Windows Firewall, by default, logs all of its activity here:
%SystemRoot%\System32\LogFiles\Firewall\Pfirewall.log
However, it only saves the most recent 4 MB of data. In most production environments, this log will write to your hard disk on a regular basis, and changing the log file’s size limit (to log activity over a longer period of time) may have a performance impact.
Consequently, you should only enable logging when actively troubleshooting a problem, and then turn it off as soon as you’re done.
- Next, on the Public Profile tab, follow the same steps as you did for the Private Profile“. For both private and public network connections, you have now enabled the log.
- After that, on the left panel, click on the Monitoring tab.
- Now click the file path next to File Name in the Details pane under Logging Settings.
- Notepad will now open the log file.
The log file will be saved in the W3C extended log format (.log), which you can examine in any text editor or import into a spreadsheet.
Since a single log file can contain thousands of text entries, you should disable word wrapping in Notepad to preserve column formatting. Further, if you open the log file in a spreadsheet, all of the fields will be organized into columns for easier analysis.
Windows Firewall logs contain information about allowed and blocked attempts to communicate with your computer through the firewall. If you’re troubleshooting a connection problem or trying to find out whether someone’s trying to break into your computer, examining these logs can be helpful.
Where are Windows Firewall Logs?
Windows Firewall logs are stored in the %WINDIR%\system32\Logfiles\Firewall directory.
If you’re not sure where that is, you can open up File Explorer and type “%WINDIR%\system32\Logfiles\Firewall” into the address bar. That will take you right to the folder.
How to View Windows Firewall Logs?
Via Control Panel
Windows Firewall logs can be viewed using the Event Viewer tool.
- To access the Event Viewer, open the Control Panel and navigate to System and Security > Administrative Tools > Event Viewer.
- Once in the Event Viewer, expand the Windows Logs folder and select the Security log.
- The Security log will contain all of the events that have been logged by the Windows Firewall.
Via Run Program
1. Open Event Viewer
To open Event Viewer, press the Windows key + R, type eventvwr, and press Enter.
2. Expand the Windows Logs Folder
Once the Event Viewer is open, expand the Windows Logs folder.
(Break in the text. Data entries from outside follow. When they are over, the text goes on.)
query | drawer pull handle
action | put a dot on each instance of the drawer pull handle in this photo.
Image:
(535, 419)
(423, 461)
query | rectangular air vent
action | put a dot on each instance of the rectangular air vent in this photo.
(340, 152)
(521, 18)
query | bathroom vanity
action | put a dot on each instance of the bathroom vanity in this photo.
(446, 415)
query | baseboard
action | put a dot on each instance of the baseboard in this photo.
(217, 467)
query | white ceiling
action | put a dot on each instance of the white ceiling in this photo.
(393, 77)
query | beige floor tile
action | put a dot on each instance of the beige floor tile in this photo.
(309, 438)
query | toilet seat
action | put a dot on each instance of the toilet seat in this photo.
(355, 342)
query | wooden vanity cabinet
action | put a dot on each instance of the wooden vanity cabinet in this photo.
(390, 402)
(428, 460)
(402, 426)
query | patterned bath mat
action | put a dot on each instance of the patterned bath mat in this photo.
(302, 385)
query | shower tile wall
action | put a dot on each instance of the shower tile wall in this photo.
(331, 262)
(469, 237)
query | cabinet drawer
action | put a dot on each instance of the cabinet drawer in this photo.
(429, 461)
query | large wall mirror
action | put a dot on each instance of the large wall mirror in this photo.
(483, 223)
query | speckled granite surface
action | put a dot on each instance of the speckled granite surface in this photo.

This folder contains all of the logs for events that have occurred on your computer, including the firewall logs.
3. Select Security Log
Within the Windows Logs folder, select the Security log. This log contains all of the events related to security, including those related to the firewall.
4. Filter Events
You can use the Filter Current Log option to filter the events that are displayed in the security log.
- For example, you can filter by Event ID, which will only display events with a specific ID number.
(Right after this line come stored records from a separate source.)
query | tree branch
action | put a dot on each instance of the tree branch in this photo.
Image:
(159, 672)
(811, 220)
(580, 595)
- Alternatively, you can filter by Source, which will only display events from a specific source. In this case, you would want to filter by Source=” Microsoft-Windows-Security-Auditing” to only display firewall-related events.
5. View Events
Once you have filtered the security log to only display firewall-related events, you can then view the details of each event by double-clicking it. The details of each event will include information such as when it occurred, what action was taken (e.g., allow or block), and which program or process was affected.